Trigger words in conversation and the classroom: the good, the bad, and the ugly

John H. Hull, Quron Eggleston, Mershawn Smith, Dajour Bryant-Hull, Mariah Chobany

Abstract


Undergraduate participants read 44 trigger words and phrases, including several in categories involving gender, race, sexual orientation, other social justice issues, and political slogans, rating them on four dimensions: emotional response, comfort in hearing the words/phrases in a classroom, comfort hearing them in casual conversation, and comfort using them in casual conversation. There was general agreement about items producing significantly positive overall emotional response ratings, among them feminist, Black Lives Matter, #Me Too, and about items producing significantly negative overall ratings, among them liberal snowflake, retarded, “Go back to your own country!”, and slut.

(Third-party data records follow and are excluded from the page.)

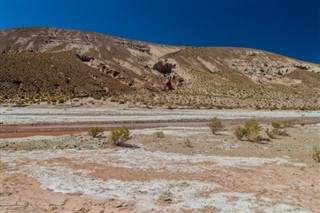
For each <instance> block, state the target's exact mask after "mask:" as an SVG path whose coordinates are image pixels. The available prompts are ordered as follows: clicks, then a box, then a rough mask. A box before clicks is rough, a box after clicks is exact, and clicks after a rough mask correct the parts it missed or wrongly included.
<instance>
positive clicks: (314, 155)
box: [312, 146, 320, 163]
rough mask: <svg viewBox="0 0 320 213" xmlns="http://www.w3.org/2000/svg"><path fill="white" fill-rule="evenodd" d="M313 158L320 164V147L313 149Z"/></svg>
mask: <svg viewBox="0 0 320 213" xmlns="http://www.w3.org/2000/svg"><path fill="white" fill-rule="evenodd" d="M312 157H313V159H314V160H315V161H316V162H318V163H320V146H314V147H313V154H312Z"/></svg>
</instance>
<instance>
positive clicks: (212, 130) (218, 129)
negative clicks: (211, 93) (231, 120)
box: [209, 117, 224, 134]
mask: <svg viewBox="0 0 320 213" xmlns="http://www.w3.org/2000/svg"><path fill="white" fill-rule="evenodd" d="M209 127H210V129H211V132H212V133H213V134H216V133H217V132H218V131H220V130H223V128H224V125H223V123H222V122H221V120H220V119H219V118H217V117H214V118H212V119H211V121H210V123H209Z"/></svg>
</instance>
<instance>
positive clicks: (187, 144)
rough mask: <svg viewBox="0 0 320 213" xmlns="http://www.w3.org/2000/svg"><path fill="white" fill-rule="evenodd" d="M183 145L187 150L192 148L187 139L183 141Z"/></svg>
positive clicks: (190, 141) (190, 142)
mask: <svg viewBox="0 0 320 213" xmlns="http://www.w3.org/2000/svg"><path fill="white" fill-rule="evenodd" d="M183 144H184V145H185V146H186V147H188V148H192V147H193V146H192V144H191V141H190V140H189V139H185V140H184V141H183Z"/></svg>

On the other hand, regarding feeling comfortable hearing trigger items in class, self-identified females and males gave significantly different ratings to many items such as slave master, compassion, and “Make America Greater Again!”, while self-identified African American participants and White participants gave significantly different ratings to items such as patriotic, slut, White History Month, and “Make America Great Again!” These and other findings to be presented emphasize the importance of knowing what may be differentially triggering words and phrases in diverse classroom settings, as well as more casual situations.